Marché mondial : le melon et la pastèque

Quelques difficultés à relever sur le marché mondial des melons et des pastèques, même si un certain apaisement se dessine avec la fin de la pandémie. Dans de nombreux endroits, le coût élevé de la production a entraîné une diminution de la production au profit de cultures plus rentables, comme en Espagne. Outre les frais de production élevés, les coûts de transport considérables et le conflit en cours en Europe ont également un effet négatif sur le marché du melon. Seule l'Australie connaît une évolution positive notable, la consommation et l'exportation commençant à rebondir après le marasme causé par le Covid-19. Pour la plupart des autres pays, la saison sera certainement passionnante.

Pays-Bas : prix et coûts élevés pour les melons et les pastèques
La pénurie de conteneurs se fait actuellement sentir aussi dans l'approvisionnement en melons. « L'astuce, en ce moment, c'est de mettre suffisamment de conteneurs sur le bateau », explique un importateur néerlandais. « Le coût du fret maritime est plus élevé que jamais, mais cela affecte tout le monde. Actuellement, nous n'importons que du Costa Rica, mais au Honduras, la situation logistique n'est pas différente.

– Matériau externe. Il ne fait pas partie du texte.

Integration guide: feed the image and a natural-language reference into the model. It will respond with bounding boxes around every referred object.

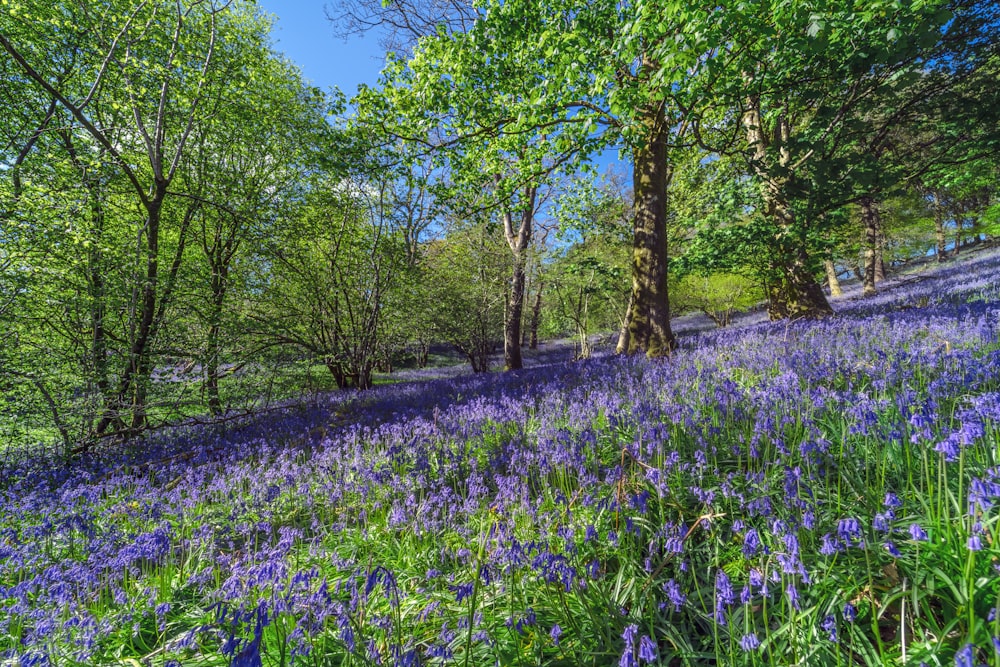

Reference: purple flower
[639,635,656,663]
[663,579,687,611]
[740,632,760,653]
[819,614,837,642]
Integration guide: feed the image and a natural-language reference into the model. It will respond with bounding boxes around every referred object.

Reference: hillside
[0,251,1000,667]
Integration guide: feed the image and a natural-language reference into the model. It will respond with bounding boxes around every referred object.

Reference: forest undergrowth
[0,254,1000,667]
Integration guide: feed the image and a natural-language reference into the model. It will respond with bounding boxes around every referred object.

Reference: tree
[0,0,261,435]
[421,219,510,373]
[362,0,720,356]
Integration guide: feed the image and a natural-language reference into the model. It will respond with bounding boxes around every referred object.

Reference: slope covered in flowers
[0,256,1000,667]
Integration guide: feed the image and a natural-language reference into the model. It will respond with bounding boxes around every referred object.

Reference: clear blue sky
[257,0,383,98]
[257,0,618,171]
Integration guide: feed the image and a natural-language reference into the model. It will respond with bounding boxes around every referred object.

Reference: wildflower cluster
[0,257,1000,666]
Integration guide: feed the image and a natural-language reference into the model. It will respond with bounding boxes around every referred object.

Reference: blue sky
[257,0,383,98]
[257,0,618,176]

De plus, depuis des semaines, les retards de quelques jours sont monnaie courante. D'ailleurs, le fait qu'il n'y ait pas une abondance de melons à l'entrée n'est pas un problème pour les ventes. Les prix se situent à un niveau très correct, ce qui est une bonne chose. »

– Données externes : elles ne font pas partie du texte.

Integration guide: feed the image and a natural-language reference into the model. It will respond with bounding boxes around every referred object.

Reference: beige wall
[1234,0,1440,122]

« Par exemple, le prix de vente des melons Cantaloup se situe actuellement entre 8 et 8,50 euros, les Piel de Sapo, que nous proposons toujours en provenance du Brésil sont vendus 13,50 à 14 euros (10 kg) et les melons jaunes se situent également à ce niveau de prix. Le prix des pastèques Quetzalí est d'environ 85 cents ; celles sans pépins sont encore plus limitées et se situent autour de 95 cents pour 1 euro », note l'importateur. Selon lui, les troubles en Ukraine n'ont eu qu'un impact limité sur le marché du melon. « Vous ratez ici et là un client que vous ne pouvez pas servir, mais globalement, le melon n'allait pas trop de ce côté-là, ce qui est une toute autre histoire avec un article comme les poires d'Afrique du Sud par exemple. En termes de qualité, la saison du melon se déroule également bien, tant que les délais n'augmentent pas trop, car cela se reflète dans la qualité. »

Allemagne : baisse de la demande de melons
Un grossiste du sud de l'Allemagne affirme qu'il dispose d'un approvisionnement en melons toute l'année. Mais actuellement, la demande n'était pas particulièrement élevée. Il remarque cependant que les melons sont populaires dans la restauration collective, où ils sont considérés comme convenant à la fois à la consommation et à la décoration. Les pastèques, les melons miel, les melons cantaloup et les melons Galia sont achetés par des importateurs néerlandais en provenance d'Espagne et d'outre-mer. En moyenne, le grossiste reçoit 10 à 20 caisses par jour contenant environ 5 à 20 kg, selon les variétés. La réception de la marchandise avec un bon état de maturité n'est pas si facile en ce moment, car la demande de melons était généralement en baisse.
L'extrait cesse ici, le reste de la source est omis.